The cars we loved.
The mid seventies may not have been a bright spot for the Big Three in America, but there were a few interesting cars to have come out of this dreadful era. For Oldsmobile, its 442 had become wildly popular. So popular had the 442 become, that Oldsmobile would market the ultimate version of the Cutlass with Hurst Automotive, a supplier of performance parts for the 442. The new special editions simply called the Hurst Oldsmobile launched in 1968 with a 390 hp V8 engine.
Although there was no Hurst edition every year, they did appear with an almost regular occurrence. By 1975 the federal government’s new EPA restrictions were taking hold of the automotive industry.

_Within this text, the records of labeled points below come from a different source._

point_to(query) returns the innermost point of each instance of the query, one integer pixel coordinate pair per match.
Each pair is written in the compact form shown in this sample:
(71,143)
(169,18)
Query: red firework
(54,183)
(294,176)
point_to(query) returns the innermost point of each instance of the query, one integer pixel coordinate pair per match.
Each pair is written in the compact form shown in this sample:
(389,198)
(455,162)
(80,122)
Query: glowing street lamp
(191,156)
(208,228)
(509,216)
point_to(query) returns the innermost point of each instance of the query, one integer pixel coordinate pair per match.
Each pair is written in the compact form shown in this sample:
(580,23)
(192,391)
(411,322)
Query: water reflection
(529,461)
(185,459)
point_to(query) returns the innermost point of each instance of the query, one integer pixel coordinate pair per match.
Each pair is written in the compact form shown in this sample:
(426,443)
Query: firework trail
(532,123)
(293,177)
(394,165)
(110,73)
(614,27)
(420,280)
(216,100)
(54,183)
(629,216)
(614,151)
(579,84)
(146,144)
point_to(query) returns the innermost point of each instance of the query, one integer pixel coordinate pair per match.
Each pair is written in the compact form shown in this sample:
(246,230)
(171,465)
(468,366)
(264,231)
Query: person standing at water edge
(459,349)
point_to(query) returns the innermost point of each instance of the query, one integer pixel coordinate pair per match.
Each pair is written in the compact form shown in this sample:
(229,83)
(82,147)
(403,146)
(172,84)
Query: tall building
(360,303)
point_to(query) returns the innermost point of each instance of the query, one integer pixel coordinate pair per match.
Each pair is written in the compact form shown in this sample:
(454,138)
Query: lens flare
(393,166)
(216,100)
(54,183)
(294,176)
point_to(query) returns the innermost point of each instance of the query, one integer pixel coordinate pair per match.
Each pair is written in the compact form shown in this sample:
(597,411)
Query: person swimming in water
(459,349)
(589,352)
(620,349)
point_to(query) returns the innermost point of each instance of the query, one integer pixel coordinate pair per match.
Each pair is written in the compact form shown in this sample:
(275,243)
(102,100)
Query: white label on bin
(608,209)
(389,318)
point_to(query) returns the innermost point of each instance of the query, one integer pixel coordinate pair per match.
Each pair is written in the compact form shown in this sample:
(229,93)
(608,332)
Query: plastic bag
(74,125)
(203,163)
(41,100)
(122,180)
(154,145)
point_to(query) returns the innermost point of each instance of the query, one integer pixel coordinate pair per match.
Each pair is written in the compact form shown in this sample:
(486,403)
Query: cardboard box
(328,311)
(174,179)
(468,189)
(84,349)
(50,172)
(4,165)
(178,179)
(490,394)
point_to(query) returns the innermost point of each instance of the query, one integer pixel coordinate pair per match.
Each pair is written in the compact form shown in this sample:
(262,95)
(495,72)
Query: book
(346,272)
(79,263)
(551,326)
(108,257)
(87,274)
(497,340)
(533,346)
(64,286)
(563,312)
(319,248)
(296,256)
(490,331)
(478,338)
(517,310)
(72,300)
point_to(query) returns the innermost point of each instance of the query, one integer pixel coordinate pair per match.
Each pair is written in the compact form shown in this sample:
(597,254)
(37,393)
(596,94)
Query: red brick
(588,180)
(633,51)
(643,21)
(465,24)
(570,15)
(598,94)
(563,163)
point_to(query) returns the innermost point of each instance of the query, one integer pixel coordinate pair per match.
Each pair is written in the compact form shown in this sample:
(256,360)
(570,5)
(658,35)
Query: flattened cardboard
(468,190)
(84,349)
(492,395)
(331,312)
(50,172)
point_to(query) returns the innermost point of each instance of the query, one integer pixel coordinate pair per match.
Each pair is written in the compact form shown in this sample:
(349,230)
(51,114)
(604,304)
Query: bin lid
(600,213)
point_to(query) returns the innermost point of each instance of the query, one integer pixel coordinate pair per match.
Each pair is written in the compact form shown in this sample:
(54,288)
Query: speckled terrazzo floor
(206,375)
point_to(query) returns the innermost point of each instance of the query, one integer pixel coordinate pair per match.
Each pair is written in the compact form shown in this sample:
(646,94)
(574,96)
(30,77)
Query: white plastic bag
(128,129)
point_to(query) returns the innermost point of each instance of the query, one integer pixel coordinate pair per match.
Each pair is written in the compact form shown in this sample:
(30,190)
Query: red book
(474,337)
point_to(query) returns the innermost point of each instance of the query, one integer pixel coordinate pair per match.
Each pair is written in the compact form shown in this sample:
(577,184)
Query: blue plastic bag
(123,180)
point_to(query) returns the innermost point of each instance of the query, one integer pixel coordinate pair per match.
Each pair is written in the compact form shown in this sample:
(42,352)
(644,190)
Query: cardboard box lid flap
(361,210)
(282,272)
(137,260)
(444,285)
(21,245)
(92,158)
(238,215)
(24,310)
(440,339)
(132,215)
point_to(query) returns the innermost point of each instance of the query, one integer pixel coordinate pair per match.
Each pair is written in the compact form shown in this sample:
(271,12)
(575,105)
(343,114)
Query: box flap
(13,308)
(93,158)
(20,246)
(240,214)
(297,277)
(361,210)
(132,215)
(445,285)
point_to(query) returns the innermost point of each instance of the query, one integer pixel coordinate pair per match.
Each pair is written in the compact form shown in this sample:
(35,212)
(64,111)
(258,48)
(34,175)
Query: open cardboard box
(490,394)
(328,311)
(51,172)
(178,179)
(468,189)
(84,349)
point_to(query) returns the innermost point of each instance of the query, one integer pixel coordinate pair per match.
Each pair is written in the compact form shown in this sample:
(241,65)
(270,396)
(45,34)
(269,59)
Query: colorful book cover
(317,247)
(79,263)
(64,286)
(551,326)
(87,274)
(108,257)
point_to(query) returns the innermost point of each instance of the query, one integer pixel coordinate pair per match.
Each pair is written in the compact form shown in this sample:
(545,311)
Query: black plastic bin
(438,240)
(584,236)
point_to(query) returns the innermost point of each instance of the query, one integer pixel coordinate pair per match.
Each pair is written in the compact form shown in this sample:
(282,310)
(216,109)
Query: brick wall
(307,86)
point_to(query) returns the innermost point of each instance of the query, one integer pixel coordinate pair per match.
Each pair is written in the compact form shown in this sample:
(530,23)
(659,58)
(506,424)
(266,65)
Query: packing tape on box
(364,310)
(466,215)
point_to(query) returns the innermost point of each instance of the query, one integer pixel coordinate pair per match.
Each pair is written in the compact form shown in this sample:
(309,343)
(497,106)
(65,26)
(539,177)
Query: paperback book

The Hurst car for 1975 would be a departure from previous 70’s era cars in that it had a formal roof line derived from the Cutlass Supreme as opposed to the sleeker Cutlass S model. 75’ would be the last of the ‘Colonnade era hard top cars, but with a twist due to a removable T Top roof called the Hurst Hatch.
The Hurst Hatch was GM’s first use of a T Top and as such was troublesome in the Hurst Olds. The seals around the removable smoked glass panels leaked but could be stored in a pocket in the trunk when the weather was nice. Pontiac would refine the T-Top later in cars like the Trans-Am. Another feature of the top was a vinyl covering that obscured the rear quarter panel window. The resulting look was somewhat elegant compared to the last Hurst car.
Elegant was just fine because many of the teens of the 60’s were now looking for more refined cars that still had some muscle car youth appeal, but were not as rough around the edges. Camaros and Firebirds remained popular, but sales sporty intermediates like the Cutlass were increasing and the Hurst offered the best of both worlds. The Cutlass provided an agreeable amount of comfort and near luxury (if so equipped), while the Hurst influence promised some level of performance. This delicate balance was maintained mostly by keeping as much of the Cutlass intact as possible to keep costs down.
One example of keeping cost down was in the interior. Although the Hurst models did have a unique color combination, its sport console dash was no different from any run of the mill Cutlass Supreme. The 75’ Hurst Oldsmobile however was available with a distinctive black and white interior vinyl and velour interior. The exterior also came in either black or white with gold stripes and accents. The b/w theme was continued with the half vinyl tops accented and are accented by an aluminum band. Like other “A” bodied GM cars, the Hurst Olds featured swivel seats that allowed for easy entry or exit.
As expected all cars came with the famous Hurst dual gate shifter managing a 3 speed automatic transmission. Depending on the engine choice your Hurst would come with GM’s smooth shifting Turbo Hydra-Matic 350 or 400. For a performance car, it might have seemed odd that these cars came with only an automatic transmission. Considering the more mature target market moving from older muscle cars, this made since.
Perhaps the biggest changes beyond the outwardly appearance was under the hood. The Hurst car was available with two V8 engine choices: a 350 or 455 (170 or 190 hp). Today this power range has become the norm for small four cylinder family cars. In 1975 it was considered high performance thanks to catalytic converters which were required for the first time. So emasculated was the V8’s power ratings, that it made do with a single exhaust. Forward thrust may have been hampered, but stopping was improved thanks to power front disc brakes vs. the standard car’s unassisted power brakes. Like all Cutlasses, the rear brakes consisted of drums.
Depending on the engine choice, your car was equipped with either the W-25 or W-30 handling package that consisted of a coil sprung suspension with unequal length upper and lower A arms all around. Both suspension packages featured front and rear anti-roll bars in varying thicknesses. That suspension rolled on special 15’ gold “Super Stock” rims that were large for the time.
Despite all the handicaps imposed by the EPA, the 1975 Hurst Olds was the bestselling Hurst up to that point. With sales over 2,500 units, it toppled even the highly revered 73’ model most sought after by collectors today. Even with the record sales, strangely, there would not be another Hurst Olds edition until 1979.